Guatemalan president takes office amid asylum deal controversy

Alejandro Giammattei has not stated his position on contentious deal that allows US to send asylum seekers to Guatemala.

Giammattei
Giammattei is sworn in during his inauguration ceremony at the National Theater in Guatemala City [Johan Ordonez/AFP]

Guatemala City – Guatemala‘s new president was sworn in on Tuesday amid protests against the outgoing leader and uncertainty over the future of an asylum deal with the United States.

Alejandro Giammattei, a doctor and former prison system director from the right-wing Vamos party, was sworn in for a four-year term on Tuesday night.

“This is the moment to rescue Guatemala from the absurd. It is the moment to combat corruption and malnutrition,” Giammattei said in his first speech as president.

“We will govern with decency, with honourability, and with ethical values,” he said.

Giammattei apologised for keeping guests waiting at the inauguration, which began five hours late largely due to complications and delays in the congressional transition earlier in the day.

He also reiterated several key campaign pledges. His promised presidential anti-corruption commission would be established at the outset of his presidency and his administration would soon present several legislative proposals, including reforms to designate street gangs as “terrorist” groups.

Giammattei takes over from the tumultuous presidency of Jimmy Morales, who kicked out a popular UN-backed anti-corruption commission after he and his party were accused of illegal campaign financing. He has denied any wrongdoing.

US asylum deal

The Morales administration also came under fire for signing an asylum cooperation agreement with the US last July. The deal allows the US to send asylum seekers from third countries to Guatemala, forcing them to request asylum there or return home.

The deal has been widely criticised in Central America and the US. Guatemala is now the top country of origin for migrants and asylum seekers apprehended at the US southern border. Tens of thousands flee violence, poverty and persecution in Guatemala every year.

“If they send us to Guatemala, they are sending us back to potential death,” Edwin*, a 37-year-old Honduran asylum seeker currently in Mexico with his family after fleeing extortion and death threats last year told Al Jazeera.

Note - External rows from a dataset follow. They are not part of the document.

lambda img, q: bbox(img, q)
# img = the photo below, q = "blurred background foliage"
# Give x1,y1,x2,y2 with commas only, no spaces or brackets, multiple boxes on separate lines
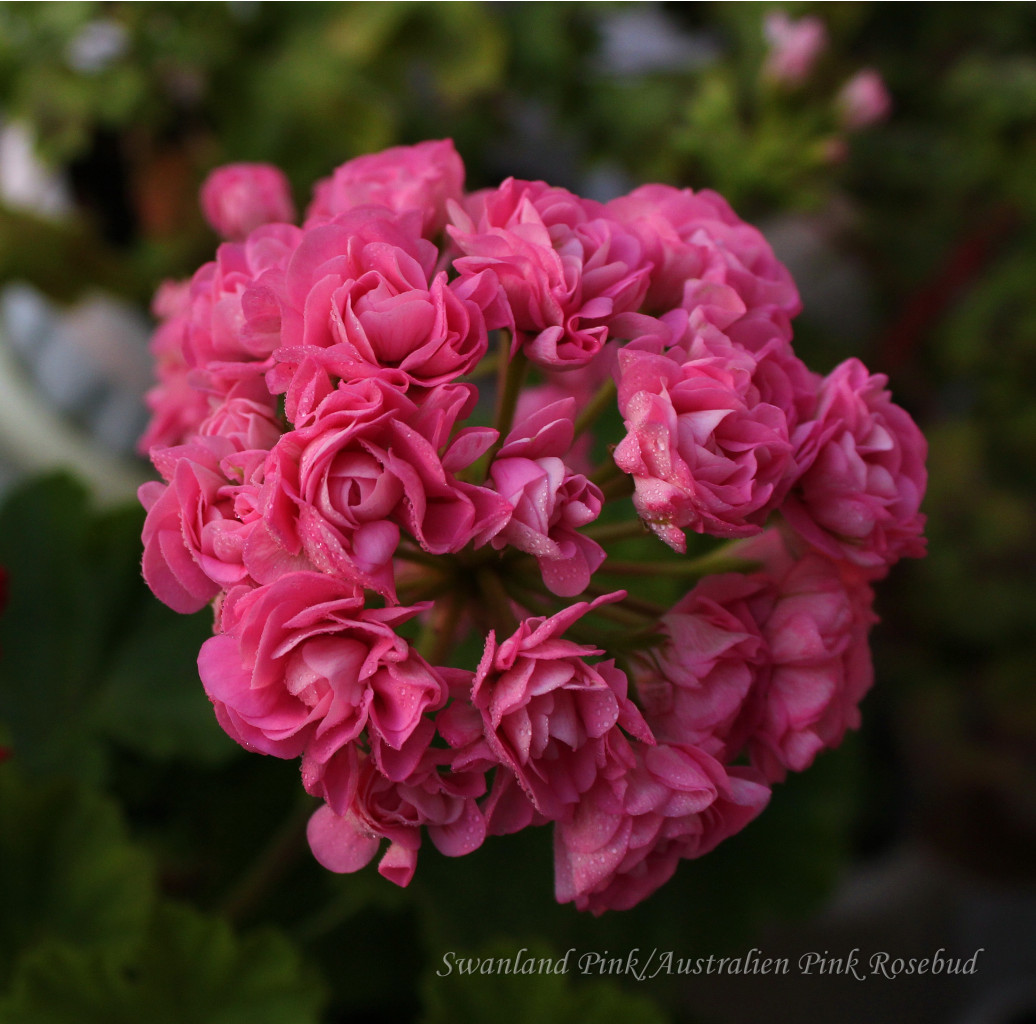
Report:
0,2,1036,1024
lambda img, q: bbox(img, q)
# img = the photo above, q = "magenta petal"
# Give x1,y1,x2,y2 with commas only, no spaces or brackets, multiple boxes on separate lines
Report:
306,804,381,874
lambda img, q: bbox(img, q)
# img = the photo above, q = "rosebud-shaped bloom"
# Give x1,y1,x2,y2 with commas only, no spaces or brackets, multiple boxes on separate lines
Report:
749,554,877,781
201,164,295,241
471,592,652,818
267,207,494,425
634,573,769,764
254,377,509,596
489,398,605,597
605,184,801,325
554,744,770,915
307,139,464,238
138,436,263,614
835,67,892,132
307,747,486,886
183,224,301,396
449,178,649,369
764,10,828,85
198,572,445,762
781,359,927,576
614,329,792,552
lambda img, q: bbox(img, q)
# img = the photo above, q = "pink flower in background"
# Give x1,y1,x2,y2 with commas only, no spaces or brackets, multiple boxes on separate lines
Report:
764,10,828,85
306,139,464,238
201,164,295,241
835,67,892,131
182,224,301,398
605,184,801,323
140,135,926,914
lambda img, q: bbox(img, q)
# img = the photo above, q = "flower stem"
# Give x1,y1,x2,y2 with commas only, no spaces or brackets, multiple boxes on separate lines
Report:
575,377,615,437
470,331,528,480
419,591,464,665
582,519,648,544
476,566,518,637
598,548,758,577
222,793,316,921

The US has sent more than 120 Honduran and Salvadoran asylum seekers to Guatemala since the implementation of the controversial agreement began last November. US officials have claimed they may also send Mexican asylum seekers to Guatemala, but Morales claimed he had not agreed to that.

Giammattei does not yet have a clear position on the asylum cooperation deal. He initially criticised the way in which it came about and stated he would consider reforms. But during the entire five-month transition period, he called on Morales to share the agreement and annexe documents with him.

On Monday, a day before he took office, Giammattei said he still had not been given the documents. As soon as his team received and analysed them, he would announce his position, he added.

Giammattei met on Tuesday morning with US officials in Guatemala who were there to attend his inauguration. The small delegation included Chad Wolf, Acting Secretary of the Department of Homeland Security, the agency behind the asylum deal and similar agreements in the works with Honduras and El Salvador.

“The United States remains committed to working with President [Giammattei] and his cabinet to continue progress on security and stability in the region,” Wolf tweeted on Tuesday.

International attention remains focused on Giammattei, but for many Guatemalans, the importance of the inauguration was that it ended Morales’ term, and with it, his immunity from prosecution.

“There is profound indignation for the actions of his government,” longtime social movement activist Brenda Hernandez told Al Jazeera.

Hernandez and other protesters rallied all day outside the Central American Parliament headquarters to call for Morales’ immediate arrest for corruption before he could regain immunity upon induction into the regional body.

*The individual’s name has been changed to protect their identity.